Their Privacy link is blind. The search results for ‘Cuil Feedback’ were non existent. They’re not going anywhere.
SO TRUE. lol
Relevancy: It works fine for “head” queries e.g. batman, harvard university, new york hotels, etc. but for tail queries “flights sfo to ord” or “san francisco real estate market trends” the relevancy still needs lots of work.
Presentation: While I believe that new UI experiences for search are needed and welcome this multi-column approach is not very efficient — a single column is still be far more efficient way to process information (email, blogs, search engines) have all provent that vertical lists are the most efficient way to process information quickly.
Serendipity: Love this in concept the only product that is doing a fairly decent job at this is techmeme
I thinks Googles index is atleast 10 times bigger than Cuil. Sachin Tendulkar returns 200K pages on Cuil but 2.2 million pages on Google. Even TC says the same for Apple and Dog queries. I personally like the Google format much better than Cuil since it seems very cluttered.
Google doesn’t claim their index is much bigger then 120 billion pages. In their post they say:
“We don’t index every one of those trillion pages — many of them are similar to each other, or represent auto-generated content similar to the calendar example that isn’t very useful to searchers”
It is actually estimated in the tens of billions. So it is actually Cuil that is claiming the bigger index which is obviously wrong. I queried: “Just ask a group of teen internet entrepreneurs” in both, Google gave 283 results and Cuil none..
Cuil is a big failure in its first test. Being in software testing, I searched for “testing life cycle” and the little cuil said “We didn’t find any results for “testing life cycle””

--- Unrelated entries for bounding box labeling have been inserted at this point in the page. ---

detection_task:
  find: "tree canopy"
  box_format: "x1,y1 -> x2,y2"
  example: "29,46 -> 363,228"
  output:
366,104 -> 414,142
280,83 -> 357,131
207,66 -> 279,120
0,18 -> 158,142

At 9:28am BST the site is down:
We’ll be back soon…
Due to overwhelming interest, our Cuil servers are running a bit hot right now. The search engine is momentarily unavailable as we add more capacity.
Thanks for your patience.
Om , a search for Om Malik throws up a BLANK PAGE. One of the best tech blogger is not found on Cuil. Well begun it is said is half done. But for cuil it is definitely not well begun. And this after all the hype that it generated
Om, according to Cuil you don’t exist.
@Sidharth & @Kris this is rather strange for before going to sleep it was working just fine and there was a very clear search page for “om malik” that was pretty accurate and picked up all the relevant information from across the web. I think they are having first day issues – people writing about them and trying them out. first rule of start-up launch: don’t go bad like a four day old banana on day one.